PowerAuth Cloud Monitoring
The PowerAuth Cloud (PAC) is instrumented for monitoring and observability. It exposes:
- Prometheus-compatible metrics
- Application logs with distributed tracing correlation
- Standard Spring Boot health and probe endpoints
Observability is provided by the Spring Boot framework with support for Prometheus. All standard configuration options and built-in metrics are available. These capabilities are available out of the box in all environments; only integration with your monitoring stack (Prometheus, logging, Kubernetes, etc.) is required. Optionally, you can connect PowerAuth Cloud to an observability platform supporting OpenTelemetry (OTEL).
Health Checks & Probes
The service exposes standard Spring Boot Actuator health endpoints for use by load balancers and orchestration platforms (such as Kubernetes). All endpoints are enabled, when authenticated with the ADMIN or MONITORING role, you may see details.
Endpoints
- Overall health
GET /powerauth-cloud/actuator/health - Liveness probe
GET /powerauth-cloud/actuator/health/liveness - Readiness probe
GET /powerauth-cloud/actuator/health/readiness
Metrics (Prometheus)
By default, the metrics are not enabled in PowerAuth Cloud. Please note that PowerAuth Cloud consists of several internal components and single actuator endpoint is not possible.
If enabled the internal components exposes runtime metrics in Prometheus format via Spring Boot Actuator using the plain-text Prometheus exposition format.
Endpoints: PowerAuth Cloud Exposed at internal port 8000.
- Prometheus format
GET /powerauth-cloud/actuator/prometheus
- Spring Boot JSON format
GET /powerauth-cloud/actuator/metrics
Enrollment Server Exposed at internal port 8081.
- Prometheus format
GET /enrollment-server/actuator/prometheus
- Spring Boot JSON format
GET /enrollment-server/actuator/metrics
Push Server Exposed at internal port 8080.
- Prometheus format
GET /powerauth-push-server/actuator/prometheus
- Spring Boot JSON format
GET /powerauth-push-server/actuator/metrics
PowerAuth Server Exposed at internal port 8080.
- Prometheus format
GET /powerauth-java-server/actuator/prometheus
- Spring Boot JSON format
GET /powerauth-java-server/actuator/metrics
Configuration:
Set the following configuration properties to enable metric endpoints and their exposure over HTTP:
JAVA_OPTS=-Dpowerauth.service.scheduled.job.operationCleanup=600000 -Dmanagement.endpoint.metrics.enabled=true -Dmanagement.endpoint.prometheus.enabled=true -Dmanagement.endpoints.web.exposure.include=metrics,prometheus -Dmanagement.prometheus.metrics.export.enabled=true
You also need to export internal ports i.e. 8000, 8080 and 8081 to access the endpoints. Please note context /powerauth-cloud is protected by a configured authorization (i.e., Basic or OAuth)
JMX Exporter
The unified metrics can be gathered by JMX Exporter
1) Mount the JMX Exporter Java agent to directory /app/config/.
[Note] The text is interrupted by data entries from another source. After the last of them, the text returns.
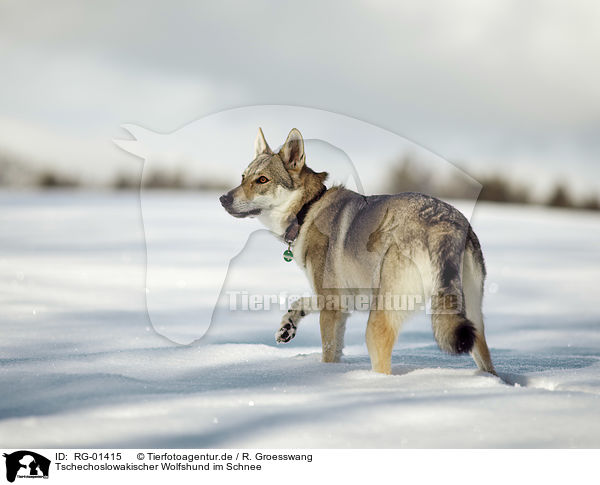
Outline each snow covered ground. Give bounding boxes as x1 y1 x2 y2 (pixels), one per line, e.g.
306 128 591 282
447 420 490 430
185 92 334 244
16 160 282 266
1 190 599 448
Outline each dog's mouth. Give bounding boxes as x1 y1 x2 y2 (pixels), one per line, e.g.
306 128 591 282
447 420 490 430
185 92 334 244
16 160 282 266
223 206 262 218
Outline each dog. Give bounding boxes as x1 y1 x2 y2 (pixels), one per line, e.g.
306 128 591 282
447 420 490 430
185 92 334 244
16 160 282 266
220 128 496 375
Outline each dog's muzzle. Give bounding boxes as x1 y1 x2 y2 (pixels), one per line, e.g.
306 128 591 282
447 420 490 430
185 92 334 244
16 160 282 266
219 193 261 218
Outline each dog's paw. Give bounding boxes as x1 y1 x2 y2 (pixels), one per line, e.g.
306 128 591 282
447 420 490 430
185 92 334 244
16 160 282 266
275 321 297 344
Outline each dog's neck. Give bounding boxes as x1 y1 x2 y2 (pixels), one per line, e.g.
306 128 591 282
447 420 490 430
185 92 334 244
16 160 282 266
256 184 327 240
283 184 327 244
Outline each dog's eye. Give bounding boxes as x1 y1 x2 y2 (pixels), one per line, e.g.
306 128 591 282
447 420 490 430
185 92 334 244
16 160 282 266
256 176 269 184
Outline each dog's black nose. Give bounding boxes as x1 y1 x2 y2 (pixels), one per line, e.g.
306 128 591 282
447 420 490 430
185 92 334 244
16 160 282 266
220 193 233 207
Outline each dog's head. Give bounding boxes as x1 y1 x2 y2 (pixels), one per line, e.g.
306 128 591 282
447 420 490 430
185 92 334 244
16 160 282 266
220 128 327 235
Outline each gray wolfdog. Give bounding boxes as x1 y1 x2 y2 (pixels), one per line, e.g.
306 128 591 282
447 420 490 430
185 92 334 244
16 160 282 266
220 128 496 375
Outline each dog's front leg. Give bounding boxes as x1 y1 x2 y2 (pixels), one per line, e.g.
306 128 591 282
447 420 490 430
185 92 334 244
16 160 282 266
320 309 348 363
276 296 314 343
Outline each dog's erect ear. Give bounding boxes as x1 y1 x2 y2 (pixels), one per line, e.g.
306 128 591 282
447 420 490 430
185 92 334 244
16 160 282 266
279 128 305 172
254 127 272 158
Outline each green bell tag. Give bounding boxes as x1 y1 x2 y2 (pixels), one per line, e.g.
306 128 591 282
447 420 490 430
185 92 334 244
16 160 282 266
283 244 293 262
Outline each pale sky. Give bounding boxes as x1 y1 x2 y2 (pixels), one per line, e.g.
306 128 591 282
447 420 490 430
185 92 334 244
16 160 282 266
0 0 598 196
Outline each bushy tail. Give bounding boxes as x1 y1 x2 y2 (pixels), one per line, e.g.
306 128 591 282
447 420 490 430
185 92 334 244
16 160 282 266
431 312 476 354
429 231 476 354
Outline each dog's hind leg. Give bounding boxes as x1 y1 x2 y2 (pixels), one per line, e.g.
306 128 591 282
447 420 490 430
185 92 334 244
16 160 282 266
276 296 315 343
463 247 496 375
364 248 417 374
365 246 417 374
472 332 495 375
365 309 400 374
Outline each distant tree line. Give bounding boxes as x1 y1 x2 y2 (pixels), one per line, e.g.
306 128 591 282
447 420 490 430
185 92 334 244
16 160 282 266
113 170 230 191
1 151 598 211
0 154 229 192
386 156 600 212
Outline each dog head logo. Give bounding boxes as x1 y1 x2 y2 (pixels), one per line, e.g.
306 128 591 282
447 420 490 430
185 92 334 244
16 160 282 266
114 105 481 344
3 451 50 482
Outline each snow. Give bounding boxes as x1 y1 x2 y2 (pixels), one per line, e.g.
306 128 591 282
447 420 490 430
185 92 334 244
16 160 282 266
1 190 599 448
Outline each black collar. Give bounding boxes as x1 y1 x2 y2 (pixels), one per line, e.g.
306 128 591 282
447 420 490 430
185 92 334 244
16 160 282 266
283 186 327 244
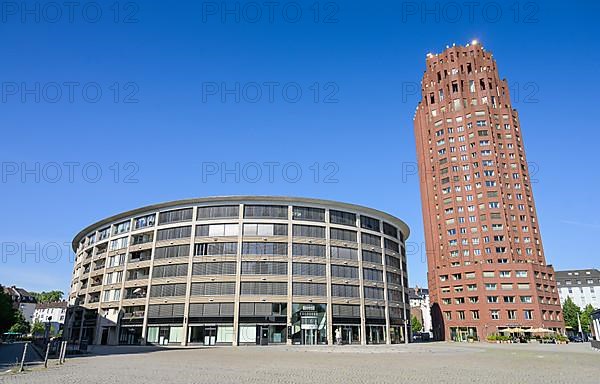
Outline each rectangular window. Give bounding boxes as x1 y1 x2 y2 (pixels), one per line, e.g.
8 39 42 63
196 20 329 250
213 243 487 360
329 210 356 226
158 208 193 225
156 226 192 241
197 205 239 219
360 215 381 232
244 205 288 219
134 214 156 230
292 224 326 238
292 206 325 222
292 243 325 258
330 228 357 242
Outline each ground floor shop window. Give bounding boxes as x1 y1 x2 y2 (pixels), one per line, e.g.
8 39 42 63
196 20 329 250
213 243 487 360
291 303 328 345
390 326 405 344
188 324 234 345
449 327 478 342
119 327 142 345
238 324 287 345
366 325 386 344
333 325 360 344
147 326 184 344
2) Create a tomcat config tomcat.yml in the directory:
startDelaySeconds: 0
lowercaseOutputName: true
lowercaseOutputLabelNames: true
rules:
- pattern: ".*"
3) Configure the following environment variables:
# Java options to enable the OpenTelemetry agent (example for Tomcat)
JAVA_OPTS=-javaagent:/app/config/jmx_prometheus_javaagent.jar=9000:/app/config/tomcat.yml
Other Monitoring Options
PowerAuth Cloud can be monitored via other tools as well. Example configuration to enable monitoring via OpenTelemetry:
1) Mount the Open Telemetry Java agent to directory /app/config/.
2) Configure the following environment variables:
# Java options to enable the OpenTelemetry agent (example for Tomcat)
JAVA_OPTS=-javaagent:/app/config/opentelemetry-javaagent.jar -Dotel.jmx.target.system=tomcat
# OpenTelemetry environment variables (with example values):
# The OTLP endpoint to which traces/metrics are exported
OTEL_EXPORTER_OTLP_ENDPOINT=https://otel-collector.example.com:4317
# Optional: Custom headers for authentication or other purposes
OTEL_EXPORTER_OTLP_HEADERS=Authorization=Bearer <token>
# Optional: Comma-separated list of HTTP request headers to capture
OTEL_INSTRUMENTATION_HTTP_SERVER_CAPTURE_REQUEST_HEADERS=x-request-id,x-b3-traceid
# Resource attributes describing the service (e.g., environment, region)
OTEL_RESOURCE_ATTRIBUTES=deployment.environment=prod,region=eu-central-1
# The logical service name for traces
OTEL_SERVICE_NAME=next-step-server
Application Logging & Distributed Tracing
The service produces structured application logs and participates in distributed tracing using the W3C Trace Context standard. Logs are written to standard output (stdout), which is suitable for containerized environments.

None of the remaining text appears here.